An R library to collect provenance from R scripts.
R
Clone or download
Latest commit 5cc784c Jul 13, 2018

README.md

What is RDataTracker?

RDataTracker is a library of R functions that can be used to collect data provenance in the form of a Data Derivation Graph (DDG) as an R script executes. The DDG is saved in PROV-JSON format to the file ddg.json. The DDG can be viewed and queried with DDG Explorer, a separate visualizing tool written in Java, which is currently included in the RDataTracker install package.

What is a DDG?

A Data Derivation Graph (DDG) is a mathematical graph that captures the detailed history of a data analysis. The DDG consists of nodes and edges that represent steps or operations (procedural nodes), intermediate data values (data nodes), the order in which steps are executed (control flow edges), and how data values are used or created (data flow edges). Note that the DDG always records a particular execution and a new DDG is created every time an R script is run.
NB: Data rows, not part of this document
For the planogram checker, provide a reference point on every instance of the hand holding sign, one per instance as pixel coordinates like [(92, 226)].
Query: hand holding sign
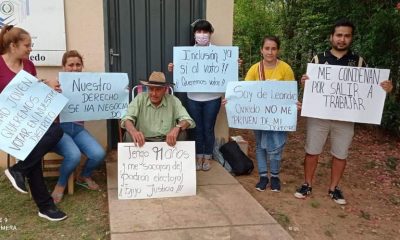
[(156, 170), (262, 105), (345, 93), (94, 96), (204, 69), (27, 109)]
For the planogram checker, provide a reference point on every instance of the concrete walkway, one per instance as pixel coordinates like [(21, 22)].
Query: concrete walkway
[(222, 209)]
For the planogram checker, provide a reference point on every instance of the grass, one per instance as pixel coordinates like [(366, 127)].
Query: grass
[(282, 219), (86, 210)]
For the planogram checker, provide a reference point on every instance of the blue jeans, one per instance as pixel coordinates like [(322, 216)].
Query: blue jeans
[(74, 141), (269, 146), (204, 115)]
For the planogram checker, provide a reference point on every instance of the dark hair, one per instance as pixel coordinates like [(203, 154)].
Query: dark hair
[(202, 24), (10, 34), (271, 38), (71, 53), (343, 23)]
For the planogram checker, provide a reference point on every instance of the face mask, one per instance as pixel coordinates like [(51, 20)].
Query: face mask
[(202, 39)]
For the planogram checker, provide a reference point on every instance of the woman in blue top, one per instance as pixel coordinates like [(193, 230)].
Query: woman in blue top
[(76, 140)]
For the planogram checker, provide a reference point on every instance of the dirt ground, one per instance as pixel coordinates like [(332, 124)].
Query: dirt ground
[(371, 186)]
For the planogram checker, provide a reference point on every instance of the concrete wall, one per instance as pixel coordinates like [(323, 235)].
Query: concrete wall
[(220, 14)]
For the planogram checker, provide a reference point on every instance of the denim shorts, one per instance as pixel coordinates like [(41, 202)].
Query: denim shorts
[(340, 134)]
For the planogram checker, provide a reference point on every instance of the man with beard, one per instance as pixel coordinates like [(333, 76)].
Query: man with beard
[(341, 133)]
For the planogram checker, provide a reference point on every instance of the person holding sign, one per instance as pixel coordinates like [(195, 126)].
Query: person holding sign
[(269, 144), (15, 47), (203, 107), (155, 116), (76, 140), (341, 132)]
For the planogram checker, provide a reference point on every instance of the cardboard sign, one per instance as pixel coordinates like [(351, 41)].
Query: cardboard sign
[(94, 96), (27, 109), (156, 170), (262, 105), (344, 93), (205, 69)]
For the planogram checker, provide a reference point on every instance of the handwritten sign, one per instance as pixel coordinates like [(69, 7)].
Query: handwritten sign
[(27, 109), (94, 96), (156, 170), (344, 93), (262, 105), (205, 69)]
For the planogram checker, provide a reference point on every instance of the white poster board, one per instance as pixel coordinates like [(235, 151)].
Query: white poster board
[(205, 69), (44, 20), (156, 170), (27, 109), (94, 96), (344, 93), (262, 105)]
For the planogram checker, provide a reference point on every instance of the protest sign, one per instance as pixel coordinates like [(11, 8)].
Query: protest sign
[(156, 170), (262, 105), (27, 109), (205, 69), (94, 96), (344, 93)]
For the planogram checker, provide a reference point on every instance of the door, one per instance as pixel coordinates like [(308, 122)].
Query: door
[(141, 36)]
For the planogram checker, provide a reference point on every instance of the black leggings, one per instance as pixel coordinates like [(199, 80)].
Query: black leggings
[(31, 167)]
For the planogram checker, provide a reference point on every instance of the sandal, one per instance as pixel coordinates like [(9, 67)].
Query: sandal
[(88, 183), (57, 197)]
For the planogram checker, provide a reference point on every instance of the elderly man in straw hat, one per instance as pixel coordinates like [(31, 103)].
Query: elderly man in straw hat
[(155, 115)]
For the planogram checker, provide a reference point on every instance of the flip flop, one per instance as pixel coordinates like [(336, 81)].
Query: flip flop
[(87, 183)]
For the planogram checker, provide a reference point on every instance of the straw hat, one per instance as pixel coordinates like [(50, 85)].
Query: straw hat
[(156, 79)]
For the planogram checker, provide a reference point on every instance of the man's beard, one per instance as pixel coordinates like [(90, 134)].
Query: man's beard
[(341, 49)]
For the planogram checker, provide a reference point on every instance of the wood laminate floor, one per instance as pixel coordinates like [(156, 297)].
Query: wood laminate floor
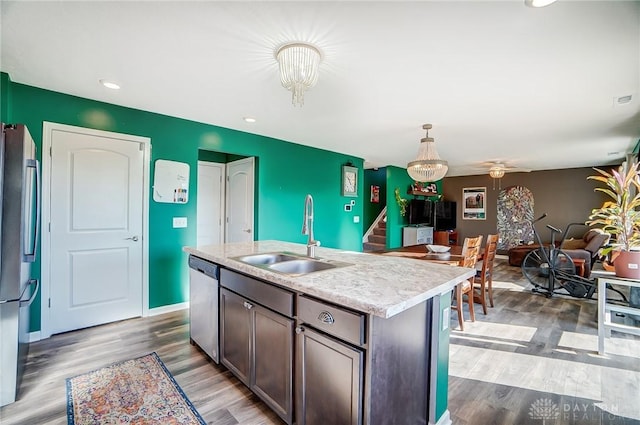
[(530, 358)]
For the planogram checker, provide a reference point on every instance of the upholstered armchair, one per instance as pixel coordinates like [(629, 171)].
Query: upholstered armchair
[(586, 248)]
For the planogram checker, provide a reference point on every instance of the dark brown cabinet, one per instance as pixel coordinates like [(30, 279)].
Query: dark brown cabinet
[(329, 380)]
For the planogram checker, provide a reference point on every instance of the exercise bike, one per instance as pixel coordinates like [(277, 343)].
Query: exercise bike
[(552, 271)]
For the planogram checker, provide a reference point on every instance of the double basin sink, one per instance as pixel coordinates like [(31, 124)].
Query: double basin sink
[(289, 263)]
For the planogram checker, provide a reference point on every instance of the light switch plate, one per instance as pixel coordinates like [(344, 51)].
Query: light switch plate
[(179, 222), (446, 317)]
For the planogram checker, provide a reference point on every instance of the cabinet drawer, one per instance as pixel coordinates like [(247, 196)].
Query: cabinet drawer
[(345, 324), (270, 296)]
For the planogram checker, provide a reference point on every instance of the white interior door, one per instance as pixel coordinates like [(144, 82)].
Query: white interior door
[(239, 205), (96, 229), (210, 200)]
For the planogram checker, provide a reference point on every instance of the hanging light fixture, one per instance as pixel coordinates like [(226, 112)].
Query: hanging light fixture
[(497, 172), (299, 64), (428, 167)]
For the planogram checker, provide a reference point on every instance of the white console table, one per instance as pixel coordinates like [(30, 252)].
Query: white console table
[(417, 235), (605, 309)]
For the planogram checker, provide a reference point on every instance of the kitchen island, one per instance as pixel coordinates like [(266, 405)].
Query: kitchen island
[(366, 342)]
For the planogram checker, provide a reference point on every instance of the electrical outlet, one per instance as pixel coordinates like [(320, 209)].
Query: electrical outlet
[(179, 222)]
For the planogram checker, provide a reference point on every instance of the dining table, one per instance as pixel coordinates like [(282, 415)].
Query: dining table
[(421, 252)]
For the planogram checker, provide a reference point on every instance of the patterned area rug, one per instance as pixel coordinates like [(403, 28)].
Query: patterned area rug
[(138, 392)]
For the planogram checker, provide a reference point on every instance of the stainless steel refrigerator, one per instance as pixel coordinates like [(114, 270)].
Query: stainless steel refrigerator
[(20, 186)]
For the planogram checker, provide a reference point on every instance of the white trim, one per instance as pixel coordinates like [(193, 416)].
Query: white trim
[(365, 238), (34, 336), (167, 308), (445, 419), (45, 244)]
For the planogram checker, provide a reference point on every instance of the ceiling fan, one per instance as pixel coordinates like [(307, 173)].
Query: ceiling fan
[(497, 169)]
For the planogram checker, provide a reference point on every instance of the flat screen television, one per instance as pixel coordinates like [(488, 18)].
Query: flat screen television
[(420, 212), (445, 215)]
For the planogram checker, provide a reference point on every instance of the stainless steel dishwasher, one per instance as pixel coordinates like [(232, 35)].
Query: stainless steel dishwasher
[(203, 305)]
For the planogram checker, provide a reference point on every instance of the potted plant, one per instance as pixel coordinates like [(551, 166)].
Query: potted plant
[(620, 216)]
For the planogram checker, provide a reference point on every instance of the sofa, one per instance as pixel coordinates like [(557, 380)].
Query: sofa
[(585, 248)]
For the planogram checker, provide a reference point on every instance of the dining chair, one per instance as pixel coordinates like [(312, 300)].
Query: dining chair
[(469, 257), (483, 282)]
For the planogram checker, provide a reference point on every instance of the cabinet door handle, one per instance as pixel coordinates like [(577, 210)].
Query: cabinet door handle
[(326, 318)]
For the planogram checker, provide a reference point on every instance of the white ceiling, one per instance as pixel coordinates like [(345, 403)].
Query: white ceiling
[(534, 88)]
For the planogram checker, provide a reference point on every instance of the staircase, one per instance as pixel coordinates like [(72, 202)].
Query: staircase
[(377, 240)]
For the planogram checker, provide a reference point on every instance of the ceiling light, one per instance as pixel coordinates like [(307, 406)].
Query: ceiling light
[(538, 3), (299, 64), (496, 172), (110, 84), (428, 167)]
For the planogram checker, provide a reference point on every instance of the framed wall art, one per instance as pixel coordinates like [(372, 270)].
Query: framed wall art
[(474, 203), (349, 181)]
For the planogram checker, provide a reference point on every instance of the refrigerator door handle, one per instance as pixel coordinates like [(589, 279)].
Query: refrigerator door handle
[(27, 303), (30, 256)]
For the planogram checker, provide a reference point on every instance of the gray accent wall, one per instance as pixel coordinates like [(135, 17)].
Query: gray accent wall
[(565, 195)]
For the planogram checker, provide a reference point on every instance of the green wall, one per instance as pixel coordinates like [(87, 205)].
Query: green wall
[(396, 178), (371, 210), (285, 173)]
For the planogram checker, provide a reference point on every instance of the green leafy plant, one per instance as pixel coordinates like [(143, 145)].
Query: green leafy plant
[(619, 217), (402, 203)]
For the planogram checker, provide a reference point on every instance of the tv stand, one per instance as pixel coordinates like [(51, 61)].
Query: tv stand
[(417, 235), (445, 237)]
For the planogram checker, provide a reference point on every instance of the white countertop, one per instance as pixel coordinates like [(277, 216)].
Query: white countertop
[(380, 285)]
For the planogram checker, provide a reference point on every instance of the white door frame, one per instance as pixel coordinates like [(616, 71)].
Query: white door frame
[(252, 162), (45, 244)]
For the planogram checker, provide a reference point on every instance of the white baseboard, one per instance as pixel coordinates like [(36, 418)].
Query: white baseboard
[(167, 308), (445, 419)]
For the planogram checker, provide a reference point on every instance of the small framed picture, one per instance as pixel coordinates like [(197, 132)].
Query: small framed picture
[(474, 203), (375, 194), (349, 181)]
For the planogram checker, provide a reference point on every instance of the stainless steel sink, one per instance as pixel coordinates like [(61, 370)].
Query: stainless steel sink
[(302, 266), (289, 263), (268, 258)]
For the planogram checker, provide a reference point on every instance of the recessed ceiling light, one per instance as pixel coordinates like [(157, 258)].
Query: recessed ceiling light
[(538, 3), (110, 84)]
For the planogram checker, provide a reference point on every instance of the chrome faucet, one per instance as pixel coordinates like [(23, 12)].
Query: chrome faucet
[(307, 227)]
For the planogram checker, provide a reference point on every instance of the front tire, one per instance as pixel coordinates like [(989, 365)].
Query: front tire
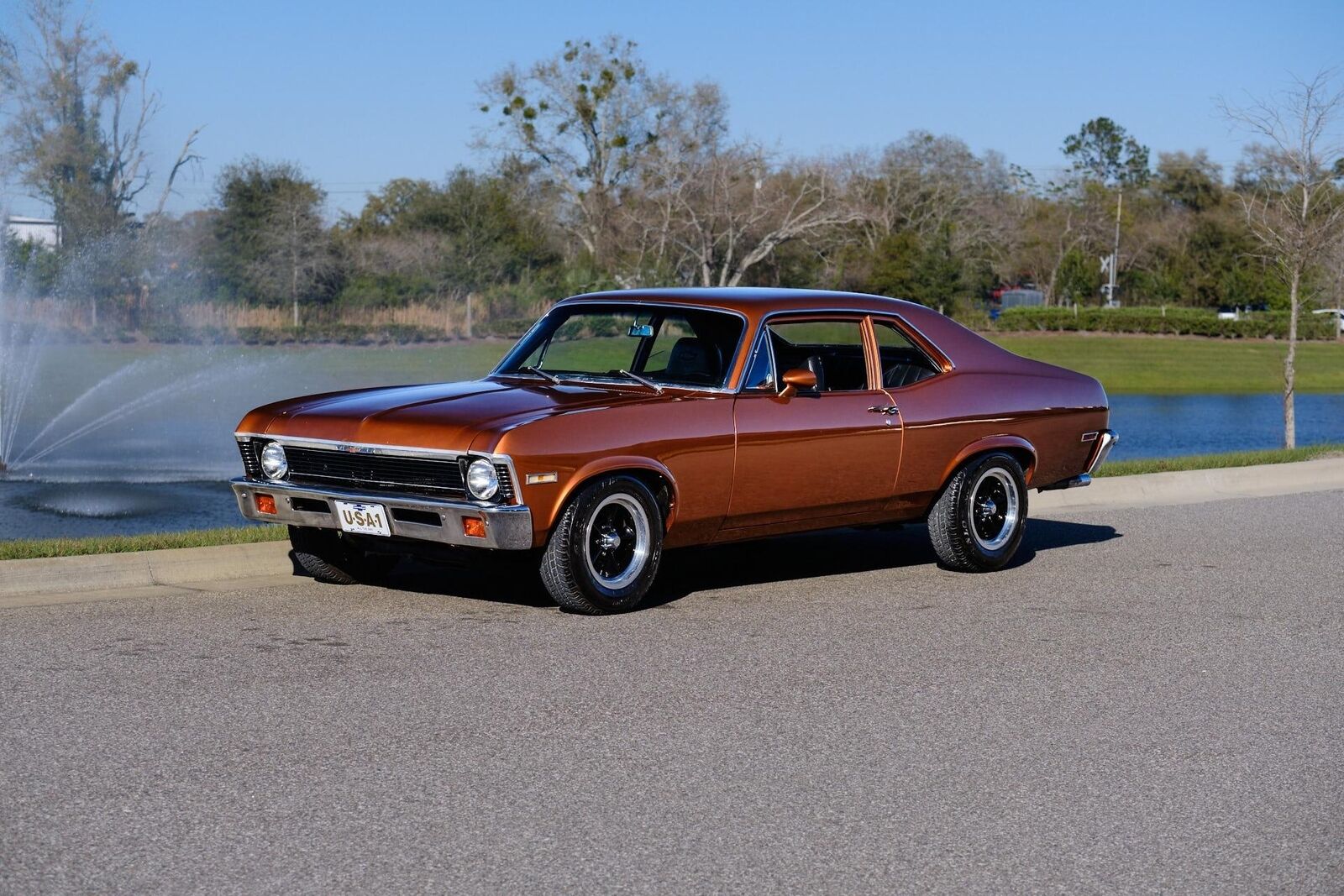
[(329, 558), (979, 520), (604, 551)]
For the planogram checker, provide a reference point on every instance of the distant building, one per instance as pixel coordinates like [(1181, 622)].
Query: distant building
[(38, 230), (1021, 298)]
In DDG Explorer, nodes and edges are shown as ovals and arrows (respectively), with the node or edge type indicated in different colors (as explained in the legend). Collapsible and expandable nodes provide a level of abstraction by allowing sections of the DDG to be expanded or collapsed. Clicking on a procedural node displays the corresponding lines in the source code while clicking on a data node displays the intermediate data value. Warnings and errors from the R interpreter are captured in error nodes at the point in the execution where they occur.

Installing RDataTracker

RDataTracker currently requires the following R packages: gtools, XML, knitr, stringr, utils, devtools, and methods.

RDataTracker is easily installed from GitHub using devtools:

library(devtools) install_github("End-to-end-provenance/RDataTracker")

Once installed, use the R library command to load RDataTracker:

library(RDataTracker)

Note that all RDataTracker functions begin with "ddg." to avoid confusion with variable or function names in the main script or other libraries.

Using RDataTracker

To capture data provenance for an R script, set the working directory, load the RDataTracker package (as above), and enter the following command:

ddg.run("script.R")

where "script.R" is an an R script on the working directory. The ddg.run command will execute the script and save the provenance information in a subdirectory called "script_ddg" under the working directory.

To view the DDG, enter the following command:

ddg.display()

This command will call up DDG Explorer and display the last DDG created.

The ddg.run command has numerous parameters that can be used to control how it works. For example:

  • r.script.path = the full path to the R script (if not in the working directory)

  • annotate.inside = whether to collect provenance for statements inside functions and control constructs (default = TRUE)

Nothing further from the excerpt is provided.